The second action is the bending of BC as a cantilever beam supporting a uniform load. This bending produces an additional downward displacement \delta _2 (Fig. 8-21c). The superposition of these two displacements gives the total displacement \delta _C at point C.
Deflection \delta _1. Let us begin by finding the deflection \delta _1 caused by the angle of rotation \theta_B at point B. To find this angle, we observe that part AB of the beam is in the same condition as a simple beam (Fig. 8-21b) subjected to the following loads: (1) a uniform load of intensity q, (2) a couple M_B (equal to qa²/2), and (3) a vertical load P (equal to qa). Only the loads q and M_B produce angles of rotation at end B of this simple beam. These angles are found from Cases 1 and 7 of Table G-2, Appendix G (available online). Thus, the angle \theta_B is
\theta _B=-\frac{qL^3}{24EI} +\frac{M_BL}{3EI} =-\frac{qL^3}{24EI} +\frac{qa^2L}{6EI} =\frac{qL(4a^2-L^2)}{24EI} (8-58)
in which a clockwise angle is positive, as shown in Fig. 8-21c.
The downward deflection \delta _1 of point C, due solely to the angle of rotation \theta_B , is equal to the length of the overhang times the angle (Fig. 8-21c):
\delta _1=a\theta _B=\frac{qaL(4a^2-L^2)}{24EI} (e)
Deflection \delta _2. Bending of the overhang BC produces an additional downward deflection \delta _2 at point C. This deflection is equal to the deflection of a cantilever beam of length a subjected to a uniform load of intensity q (see Case 1 of Table G-1, available online):
\delta _2=\frac{qa^4}{8EI} (f)
Deflection \delta _C. The total downward deflection of point C is the algebraic sum of \delta _1 and \delta _2:
\delta _C=\delta _1+\delta _2=\frac{qaL(4a^2 – L^2)}{24EI}+\frac{qa^4}{8EI} = \frac{qa}{24EI} [L(4a^2 – L^2)+3a^3]
or
\delta _C= \frac{qa}{24EI} (a + L)(3a^2 + aL – L^2) (8-59)
From the preceding equation we see that the deflection \delta _C may be upward or downward, depending upon the relative magnitudes of the lengths L and a.

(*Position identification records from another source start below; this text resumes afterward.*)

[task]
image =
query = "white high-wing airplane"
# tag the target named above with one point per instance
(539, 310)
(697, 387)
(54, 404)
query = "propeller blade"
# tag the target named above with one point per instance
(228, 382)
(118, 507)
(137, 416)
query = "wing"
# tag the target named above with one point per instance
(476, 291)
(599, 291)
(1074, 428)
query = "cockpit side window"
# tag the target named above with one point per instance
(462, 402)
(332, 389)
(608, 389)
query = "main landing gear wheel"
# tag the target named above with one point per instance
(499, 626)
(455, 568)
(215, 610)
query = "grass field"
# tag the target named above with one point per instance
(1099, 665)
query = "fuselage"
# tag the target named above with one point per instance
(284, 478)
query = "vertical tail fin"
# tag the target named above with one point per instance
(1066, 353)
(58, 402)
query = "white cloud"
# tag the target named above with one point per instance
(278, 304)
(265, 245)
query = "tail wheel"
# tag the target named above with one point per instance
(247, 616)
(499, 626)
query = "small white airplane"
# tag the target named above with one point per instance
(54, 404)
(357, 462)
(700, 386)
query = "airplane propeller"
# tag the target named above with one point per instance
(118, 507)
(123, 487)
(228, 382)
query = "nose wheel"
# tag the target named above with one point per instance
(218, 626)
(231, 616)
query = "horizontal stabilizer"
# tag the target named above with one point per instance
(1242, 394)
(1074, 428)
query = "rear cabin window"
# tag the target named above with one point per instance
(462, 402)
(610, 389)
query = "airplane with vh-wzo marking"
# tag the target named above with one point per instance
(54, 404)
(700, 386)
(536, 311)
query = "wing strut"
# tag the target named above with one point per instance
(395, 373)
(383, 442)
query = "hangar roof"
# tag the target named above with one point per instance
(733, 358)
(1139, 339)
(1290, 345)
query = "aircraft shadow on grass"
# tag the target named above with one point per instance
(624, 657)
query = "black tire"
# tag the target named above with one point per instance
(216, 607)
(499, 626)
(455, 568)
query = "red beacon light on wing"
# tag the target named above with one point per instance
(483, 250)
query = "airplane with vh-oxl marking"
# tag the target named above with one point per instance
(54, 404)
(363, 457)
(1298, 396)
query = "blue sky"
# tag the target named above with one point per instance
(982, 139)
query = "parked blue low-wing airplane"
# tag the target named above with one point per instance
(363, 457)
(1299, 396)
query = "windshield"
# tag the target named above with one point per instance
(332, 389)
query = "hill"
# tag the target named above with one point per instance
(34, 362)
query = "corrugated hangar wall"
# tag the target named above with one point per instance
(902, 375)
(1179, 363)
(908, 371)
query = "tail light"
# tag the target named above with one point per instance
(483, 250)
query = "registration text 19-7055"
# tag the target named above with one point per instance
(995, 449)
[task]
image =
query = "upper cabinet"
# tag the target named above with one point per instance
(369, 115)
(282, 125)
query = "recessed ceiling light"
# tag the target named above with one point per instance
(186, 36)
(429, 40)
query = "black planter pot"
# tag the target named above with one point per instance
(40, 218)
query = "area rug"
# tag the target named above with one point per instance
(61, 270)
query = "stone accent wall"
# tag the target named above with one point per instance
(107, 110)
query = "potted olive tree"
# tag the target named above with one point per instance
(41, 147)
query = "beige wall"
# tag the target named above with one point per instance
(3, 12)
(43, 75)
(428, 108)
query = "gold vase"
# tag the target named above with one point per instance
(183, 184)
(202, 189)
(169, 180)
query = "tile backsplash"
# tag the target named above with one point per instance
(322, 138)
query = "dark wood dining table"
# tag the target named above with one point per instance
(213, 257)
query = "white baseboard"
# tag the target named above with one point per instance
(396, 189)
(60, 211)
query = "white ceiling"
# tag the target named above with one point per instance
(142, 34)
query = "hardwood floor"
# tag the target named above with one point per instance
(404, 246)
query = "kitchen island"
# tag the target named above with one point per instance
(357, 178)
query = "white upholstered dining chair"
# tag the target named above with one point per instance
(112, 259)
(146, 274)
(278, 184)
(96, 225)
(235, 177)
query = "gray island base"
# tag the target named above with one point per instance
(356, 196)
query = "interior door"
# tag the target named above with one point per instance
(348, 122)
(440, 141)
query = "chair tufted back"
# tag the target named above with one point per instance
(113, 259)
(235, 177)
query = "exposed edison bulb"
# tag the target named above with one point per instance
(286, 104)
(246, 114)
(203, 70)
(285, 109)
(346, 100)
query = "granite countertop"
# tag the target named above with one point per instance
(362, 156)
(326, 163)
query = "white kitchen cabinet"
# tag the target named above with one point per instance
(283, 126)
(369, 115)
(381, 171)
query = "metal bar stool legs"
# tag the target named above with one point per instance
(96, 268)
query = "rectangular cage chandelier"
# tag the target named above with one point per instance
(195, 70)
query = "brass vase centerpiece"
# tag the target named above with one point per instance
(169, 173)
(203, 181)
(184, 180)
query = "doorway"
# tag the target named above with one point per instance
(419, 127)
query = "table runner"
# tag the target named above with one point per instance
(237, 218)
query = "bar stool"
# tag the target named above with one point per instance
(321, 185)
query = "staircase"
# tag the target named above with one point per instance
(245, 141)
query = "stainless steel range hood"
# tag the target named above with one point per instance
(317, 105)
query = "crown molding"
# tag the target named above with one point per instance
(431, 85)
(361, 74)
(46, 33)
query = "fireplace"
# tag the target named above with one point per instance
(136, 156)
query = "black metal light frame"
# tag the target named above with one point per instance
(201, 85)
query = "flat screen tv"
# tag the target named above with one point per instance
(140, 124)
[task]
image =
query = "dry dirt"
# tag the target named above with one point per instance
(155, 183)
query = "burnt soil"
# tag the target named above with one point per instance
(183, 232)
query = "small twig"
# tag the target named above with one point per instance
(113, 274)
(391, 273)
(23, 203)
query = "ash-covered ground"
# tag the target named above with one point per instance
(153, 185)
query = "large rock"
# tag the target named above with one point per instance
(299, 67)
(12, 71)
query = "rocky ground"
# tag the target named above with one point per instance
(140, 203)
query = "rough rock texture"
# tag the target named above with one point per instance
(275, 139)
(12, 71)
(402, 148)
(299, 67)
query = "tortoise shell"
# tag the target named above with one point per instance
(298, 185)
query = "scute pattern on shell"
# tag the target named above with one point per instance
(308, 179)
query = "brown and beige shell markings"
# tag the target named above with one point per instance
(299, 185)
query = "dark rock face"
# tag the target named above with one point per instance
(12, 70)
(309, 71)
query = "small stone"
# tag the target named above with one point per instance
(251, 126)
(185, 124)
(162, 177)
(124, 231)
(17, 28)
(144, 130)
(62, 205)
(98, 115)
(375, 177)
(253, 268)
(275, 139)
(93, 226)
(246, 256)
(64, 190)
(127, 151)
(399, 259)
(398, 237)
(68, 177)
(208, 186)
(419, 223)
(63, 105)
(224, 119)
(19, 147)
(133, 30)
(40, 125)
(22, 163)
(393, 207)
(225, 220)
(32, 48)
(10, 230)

If a is relatively large, the last term in the equation (the three-term expression in parentheses) is positive and the deflection \delta _C is downward. If a is relatively small, the last term is negative and the deflection is upward. The deflection is zero when the last term is equal to zero:
3a^2 + aL – L^2 = 0
or
a=\frac{L(\sqrt{13} -1)}{6} = 0.4343L (g)
From this result, we see that if a is greater than 0.4343L, the deflection of point C is downward; if a is less than 0.4343L, the deflection is upward.
Deflection curve. The shape of the deflection curve for the beam in this example is shown in Fig. 8-21c for the case where a is large enough (a > 0.4343L) to produce a downward deflection at C and small enough (a < L) to ensure that the reaction at A is upward. Under these conditions the beam has a positive bending moment between support A and a point such as D. The deflection curve in region AD is concave upward (positive curvature). From D to C, the bending moment is negative, and therefore the deflection curve is concave downward (negative curvature).
Point of inflection. At point D the curvature of the deflection curve is zero because the bending moment is zero. A point such as D where the curvature and bending moment change signs is called a point of inflection (or point of contraflexure). The bending moment M and the second derivative d²v/dx² always vanish at an inflection point.
However, a point where M and d²v/dx² equal zero is not necessarily an inflection point because it is possible for those quantities to be zero without changing signs at that point; for example, they could have maximum or minimum values.